Quando hai ricevuto la diagnosi di Malattia di Crohn?
Nel duemila, avevo dieci anni e frequentavo la quinta elementare. Ricordo che in quel periodo stavo spesso male, soffrivo di forti dolori addominali ed ero dimagrito molto. I miei genitori mi portarono dal medico di base e mi sottoposi a diversi esami. Riscontrarono dei calcoli alla bile, nonostante le cure effettuate, continuai a stare poco bene. Fino a quando tramite una cugina i miei genitori vennero a contatto con l’Ospedale di Padova dove ben presto mi prescrissero una colonscopia che sancì la presenza della Malattia di Crohn.
Com’è stata la tua adolescenza?
Buona. Certo con delle limitazioni e con un alternarsi di periodi buoni e meno buoni. Non ho ricordi di particolari rinunce o problemi. Il reparto di Pediatria dell’Ospedale di Padova ha sempre risposto efficacemente alle mie esigenze e una volta trovata la cura idonea alla mia situazione, sono stato sempre abbastanza bene. I problemi veri sono arrivati con la maggiore età, sia per una questione di passaggio dalla dimensione adolescenziale a quella adulta, sia, purtroppo, per motivi personali.
Un passaggio traumatico?
Sì, all’età di diciassette anni ho dovuto affrontare la perdita di mio padre Mario, un lutto gravissimo che ha portato disperazione e dolore nella mia vita. Sono certo che ha avuto anche delle ripercussioni forti sull’andamento della mia patologia infatti, le mie condizioni di salute sono peggiorate moltissimo. Il problema è che, un volta compiuti i diciotto anni, ho perso prima tutti i miei riferimenti clinici, non avevo più nessuno che si occupava di me e non ero più seguito come prima. Nessuno aveva saputo indirizzarmi verso una scelta precisa: un centro, un gastroenterologo, un ospedale. Nulla. Poi la morte di mio padre, devastante da un punto di vista psicologico e affettivo. Mi sono sentito doppiamente solo e smarrito.

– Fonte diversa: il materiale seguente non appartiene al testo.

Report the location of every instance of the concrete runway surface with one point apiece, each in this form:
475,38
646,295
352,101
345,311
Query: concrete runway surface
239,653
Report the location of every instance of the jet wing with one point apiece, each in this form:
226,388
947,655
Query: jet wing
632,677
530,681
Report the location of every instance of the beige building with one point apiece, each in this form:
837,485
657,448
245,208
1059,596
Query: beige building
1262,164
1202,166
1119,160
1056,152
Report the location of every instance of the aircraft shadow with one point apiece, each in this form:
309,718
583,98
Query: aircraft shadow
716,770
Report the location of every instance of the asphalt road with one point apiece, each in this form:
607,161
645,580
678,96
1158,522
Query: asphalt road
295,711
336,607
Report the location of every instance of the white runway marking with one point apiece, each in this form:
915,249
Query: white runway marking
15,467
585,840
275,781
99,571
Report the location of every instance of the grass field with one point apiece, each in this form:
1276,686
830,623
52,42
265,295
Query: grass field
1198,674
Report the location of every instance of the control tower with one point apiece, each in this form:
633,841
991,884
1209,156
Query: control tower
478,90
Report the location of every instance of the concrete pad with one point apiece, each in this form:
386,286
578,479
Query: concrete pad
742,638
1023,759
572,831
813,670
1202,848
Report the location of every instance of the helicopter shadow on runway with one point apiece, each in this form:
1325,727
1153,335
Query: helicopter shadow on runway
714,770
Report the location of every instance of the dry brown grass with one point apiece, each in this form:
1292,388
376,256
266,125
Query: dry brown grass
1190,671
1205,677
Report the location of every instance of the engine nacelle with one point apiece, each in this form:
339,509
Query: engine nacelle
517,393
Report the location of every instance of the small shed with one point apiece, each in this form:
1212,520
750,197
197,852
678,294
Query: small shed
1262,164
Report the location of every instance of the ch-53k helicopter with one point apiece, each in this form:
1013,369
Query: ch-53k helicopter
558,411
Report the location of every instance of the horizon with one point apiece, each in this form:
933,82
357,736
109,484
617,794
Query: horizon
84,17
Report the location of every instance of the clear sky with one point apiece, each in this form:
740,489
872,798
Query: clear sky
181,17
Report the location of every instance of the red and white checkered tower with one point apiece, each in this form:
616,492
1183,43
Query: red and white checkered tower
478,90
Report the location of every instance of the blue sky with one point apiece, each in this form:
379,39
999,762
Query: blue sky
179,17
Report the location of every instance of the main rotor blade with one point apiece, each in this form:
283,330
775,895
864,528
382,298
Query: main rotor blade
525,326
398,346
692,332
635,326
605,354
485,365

Cosa senti di poter condividere di quell’esperienza?
Due aspetti fondamentali nel trattamento e nella cura di una patologia cronica come le IBD: quello del passaggio dall’essere pazienti pediatrici a pazienti adulti e quello psicologico. Il primo è un momento fondamentale, io mi sono trovato solo, senza un indirizzo, senza un appiglio. Avrei dovuto cominciare ad occuparmi di me stesso ma non sapevo come orientarmi, non avevo una guida. La mia famiglia era scossa da un grande dolore e io non sapevo a chi rivolgermi perché non ero a conoscenza dell’esistenza di strutture o centri che mi potessero aiutare e curare.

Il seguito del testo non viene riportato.